The organizational version is harder, because it requires rethinking how you frame the question.

Most companies are asking "where can we use AI," a deployment question that treats each task as a slot to fill with either a human or a machine. The frame the substrate-interface gap suggests is different: what collaboration does each task need? Some tasks have feedback structure that AI can train on cleanly, and you can hand those over with light human oversight. Others live in the substrate zone and need humans in the cognitive loop throughout, with AI as a faster interface but never the primary cognition. Still others shouldn't be touched by AI at all, because the substrate development the work produces is itself the long-term asset.

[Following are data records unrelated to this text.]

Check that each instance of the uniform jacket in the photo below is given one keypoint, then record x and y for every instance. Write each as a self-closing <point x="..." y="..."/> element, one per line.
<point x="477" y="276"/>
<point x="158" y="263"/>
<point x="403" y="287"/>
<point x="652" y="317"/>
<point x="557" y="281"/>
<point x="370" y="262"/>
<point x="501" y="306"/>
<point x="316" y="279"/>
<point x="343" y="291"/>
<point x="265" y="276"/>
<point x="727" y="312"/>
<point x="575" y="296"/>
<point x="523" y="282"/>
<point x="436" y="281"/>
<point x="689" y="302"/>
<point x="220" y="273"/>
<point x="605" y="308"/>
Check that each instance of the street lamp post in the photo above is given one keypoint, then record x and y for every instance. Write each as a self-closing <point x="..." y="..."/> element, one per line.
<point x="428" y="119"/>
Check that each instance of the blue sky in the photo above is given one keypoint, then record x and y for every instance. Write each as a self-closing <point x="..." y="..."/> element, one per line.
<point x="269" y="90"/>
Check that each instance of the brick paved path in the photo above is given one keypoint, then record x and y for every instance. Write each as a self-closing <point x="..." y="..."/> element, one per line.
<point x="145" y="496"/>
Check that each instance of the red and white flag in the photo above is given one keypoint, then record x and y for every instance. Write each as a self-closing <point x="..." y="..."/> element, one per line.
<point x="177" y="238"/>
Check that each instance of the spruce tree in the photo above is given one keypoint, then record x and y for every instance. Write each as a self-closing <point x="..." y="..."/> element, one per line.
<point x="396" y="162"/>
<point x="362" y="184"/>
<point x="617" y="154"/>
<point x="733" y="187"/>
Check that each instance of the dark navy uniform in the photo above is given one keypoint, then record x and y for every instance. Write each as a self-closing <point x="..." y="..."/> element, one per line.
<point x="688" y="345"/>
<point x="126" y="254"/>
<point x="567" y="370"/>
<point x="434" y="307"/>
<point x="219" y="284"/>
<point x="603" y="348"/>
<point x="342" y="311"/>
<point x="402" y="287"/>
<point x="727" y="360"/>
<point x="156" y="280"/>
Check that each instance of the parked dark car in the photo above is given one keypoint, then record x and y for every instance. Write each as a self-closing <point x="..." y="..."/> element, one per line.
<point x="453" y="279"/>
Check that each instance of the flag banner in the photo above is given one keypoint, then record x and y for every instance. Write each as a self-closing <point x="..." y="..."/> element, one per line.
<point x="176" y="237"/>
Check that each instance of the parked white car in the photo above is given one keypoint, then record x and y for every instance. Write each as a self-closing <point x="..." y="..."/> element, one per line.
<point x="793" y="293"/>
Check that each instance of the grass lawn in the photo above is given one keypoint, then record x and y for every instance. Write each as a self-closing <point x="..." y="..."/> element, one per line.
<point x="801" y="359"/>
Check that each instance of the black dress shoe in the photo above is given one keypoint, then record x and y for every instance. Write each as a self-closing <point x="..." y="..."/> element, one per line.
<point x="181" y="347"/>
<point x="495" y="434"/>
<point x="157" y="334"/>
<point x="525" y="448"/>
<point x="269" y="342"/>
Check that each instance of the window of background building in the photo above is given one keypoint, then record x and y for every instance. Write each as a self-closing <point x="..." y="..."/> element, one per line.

That last category is the one most easily missed and most expensive to lose. Klarna is the canonical case. Between 2022 and 2024 they cut roughly 700 customer service positions to replace them with an OpenAI-powered system. By 2025, with quality dropping and customer trust eroding, they were quietly rehiring. CEO Sebastian Siemiatkowski publicly admitted the company had gone too far on efficiency at the cost of quality. The lesson generalizes. It wasn't only that the AI couldn't handle the hard cases. It was that there was no longer anyone in the org whose substrate had been built by years of handling hard cases. Today's noticers could be replaced. Tomorrow's noticers had nowhere to grow.

The implication is not "don't deploy AI." The implication is that AI deployment is a decision about which substrate-development pipelines you preserve and which you let dry up. That decision belongs at the level of people who think about succession, not the level of people who think about cost savings.

Right now the vocabulary in use mostly treats AI as a colleague-substitute or a magical capability, and both are wrong in ways that lead to expensive mistakes. The frame that fits is asymmetric collaboration: the substrate function (the noticing, the discomfort, the bitter taste) stays with the humans; the interface function gets shared with the tool. The mistakes don't come from AI being too powerful or too weak. They come from misreading what kind of thing it is.

The confession at the start of this article holds. It was written in collaboration with an LLM, and it argues that LLMs can't do the kind of work that produced it. Both still true. The space between them is the whole point.